Sustainability. What a buzzword. We know that sustainability considerations are continuing to grow worldwide. As the highway trust fund continues to be in limbo, the transportation sector is seeking more and more sustainable solutions for pavement infrastructure, yet there seems to be limited guidance currently available to them.
The Federal Highway Administration (FHWA) launched its Sustainable Pavements Program in 2010 to advance the knowledge and practice of sustainability related to pavements. The overall objective is to establish a program that considers asphalt, concrete, granular and other materials in pavement systems including new and emerging materials. A critical outcome of the program is to increase the awareness, visibility and the body of knowledge of sustainability considerations in all the life cycle phases of pavement systems.

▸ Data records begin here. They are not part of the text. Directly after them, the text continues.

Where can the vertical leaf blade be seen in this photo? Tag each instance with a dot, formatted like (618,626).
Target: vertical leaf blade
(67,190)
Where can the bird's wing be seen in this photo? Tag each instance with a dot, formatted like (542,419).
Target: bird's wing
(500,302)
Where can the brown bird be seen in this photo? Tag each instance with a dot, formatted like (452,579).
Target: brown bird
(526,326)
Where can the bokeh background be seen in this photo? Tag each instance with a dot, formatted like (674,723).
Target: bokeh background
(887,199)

According to the FHWA’s guide, Toward Sustainable Pavement Systems: A Reference Document, there are things that can be done at every stage of the pavement life cycle that can help contractors improve their sustainability efforts and add to the life of the pavement, thus saving money. The program all begins with the pavement life cycle which consists of six steps:
- Raw Material Acquisition
- Material Processing
- Pavement Design
- Construction, Maintenance and Preservation
- The Use Phase
- End of Life
One of the most influential elements in determining this life cycle is the pavement design stage which influences everything from materials selection, service life and maintenance.

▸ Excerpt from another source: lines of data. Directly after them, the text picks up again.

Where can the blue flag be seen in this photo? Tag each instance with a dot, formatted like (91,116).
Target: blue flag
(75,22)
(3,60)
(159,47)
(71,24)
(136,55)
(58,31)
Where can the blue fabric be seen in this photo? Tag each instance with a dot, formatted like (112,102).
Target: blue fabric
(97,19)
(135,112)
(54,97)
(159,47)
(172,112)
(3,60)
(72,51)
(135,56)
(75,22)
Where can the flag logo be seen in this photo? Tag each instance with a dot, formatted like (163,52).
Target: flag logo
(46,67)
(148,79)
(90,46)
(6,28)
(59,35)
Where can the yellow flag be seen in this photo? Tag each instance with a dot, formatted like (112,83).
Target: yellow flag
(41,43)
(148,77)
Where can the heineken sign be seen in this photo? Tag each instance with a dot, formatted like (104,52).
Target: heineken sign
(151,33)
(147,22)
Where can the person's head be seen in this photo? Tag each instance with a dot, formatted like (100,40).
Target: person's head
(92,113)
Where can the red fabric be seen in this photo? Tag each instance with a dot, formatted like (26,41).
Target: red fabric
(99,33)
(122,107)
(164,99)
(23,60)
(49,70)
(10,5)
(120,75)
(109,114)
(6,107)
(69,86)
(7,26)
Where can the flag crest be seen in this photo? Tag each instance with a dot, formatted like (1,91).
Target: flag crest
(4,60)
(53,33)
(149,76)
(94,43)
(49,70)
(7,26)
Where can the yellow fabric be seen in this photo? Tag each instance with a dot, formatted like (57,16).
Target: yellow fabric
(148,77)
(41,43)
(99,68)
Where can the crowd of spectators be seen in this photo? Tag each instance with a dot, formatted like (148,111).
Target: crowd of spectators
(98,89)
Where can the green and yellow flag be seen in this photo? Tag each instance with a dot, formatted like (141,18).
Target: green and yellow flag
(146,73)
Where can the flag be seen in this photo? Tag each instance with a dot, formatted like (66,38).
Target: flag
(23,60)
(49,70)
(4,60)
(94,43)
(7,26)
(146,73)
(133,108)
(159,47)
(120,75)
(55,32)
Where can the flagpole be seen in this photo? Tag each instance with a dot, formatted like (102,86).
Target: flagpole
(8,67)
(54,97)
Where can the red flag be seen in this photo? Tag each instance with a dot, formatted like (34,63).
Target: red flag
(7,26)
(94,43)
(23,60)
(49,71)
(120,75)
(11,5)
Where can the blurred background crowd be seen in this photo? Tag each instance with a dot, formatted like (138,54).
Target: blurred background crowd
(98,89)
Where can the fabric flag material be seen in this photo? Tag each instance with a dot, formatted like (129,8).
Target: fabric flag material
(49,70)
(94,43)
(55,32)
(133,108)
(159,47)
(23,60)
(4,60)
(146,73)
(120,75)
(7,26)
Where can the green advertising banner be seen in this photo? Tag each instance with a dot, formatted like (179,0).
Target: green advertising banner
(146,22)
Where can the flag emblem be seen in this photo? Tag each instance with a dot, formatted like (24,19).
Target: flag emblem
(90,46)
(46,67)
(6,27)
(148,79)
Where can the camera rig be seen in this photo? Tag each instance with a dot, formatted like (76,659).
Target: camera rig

A Life Cycle Assessment (LCA) can then be done to examine the environmental flows occurring at each stage of the road building effort. There are opportunities at each stage of the road building effort to assess and improve on the carbon footprint of the process. Here are the considerations at each stage from the FHWA to improve sustainability.
For aggregates, there are several strategies:
- Reduce amount of virgin aggregate used
- Reduce impact of virgin aggregate acquisition and processing
- Reduce impact of transporting aggregate
- Reduce virgin binder content (increase RAP, RAS and GTR)
- Reduce energy consumed and emissions generated during production
- Extend service life (compaction, polymers, improved designs)
- Use locally available materials
Pavement design considerations
There are several strategies to consider when it comes to pavement design to improve sustainability. Consider robust pavement design for optimization, long-life designs, enhanced pavement smoothness over the life cycle of the pavement, noise reducing surfaces and pervious pavements to name a few.
Construction considerations would include equipment operation and quality of construction. For asphalt construction, items such as effective construction planning and sequencing, achieving target density, preventing segregation, proper construction of longitudinal joints and achieving initial smoothness all lend themselves to a more sustainable pavement.
Use phase considerations
Vehicle-pavement interaction, tire-pavement noise, stormwater management, urban heat island, safety and lighting all fall under the "use phase" of a pavement's life. Some general strategies to optimize sustainability during this phase include:
- Maintain smoothness
- Avoid utility cuts
- Effective surface textures for noise control
- Pervious pavements for stormwater runoff
- Surface friction for safety
Pavement maintenance & preservation considerations
When it comes to the pavement maintenance and preservation stage, there are several items to consider. These include limited new material use, thinner cross sections, maintaining a high level of smoothness, an increased construction quality, and lower life cycle costs correlated with lower environmental burden, which is affected by treatment, materials, and timing of the maintenance and preservation.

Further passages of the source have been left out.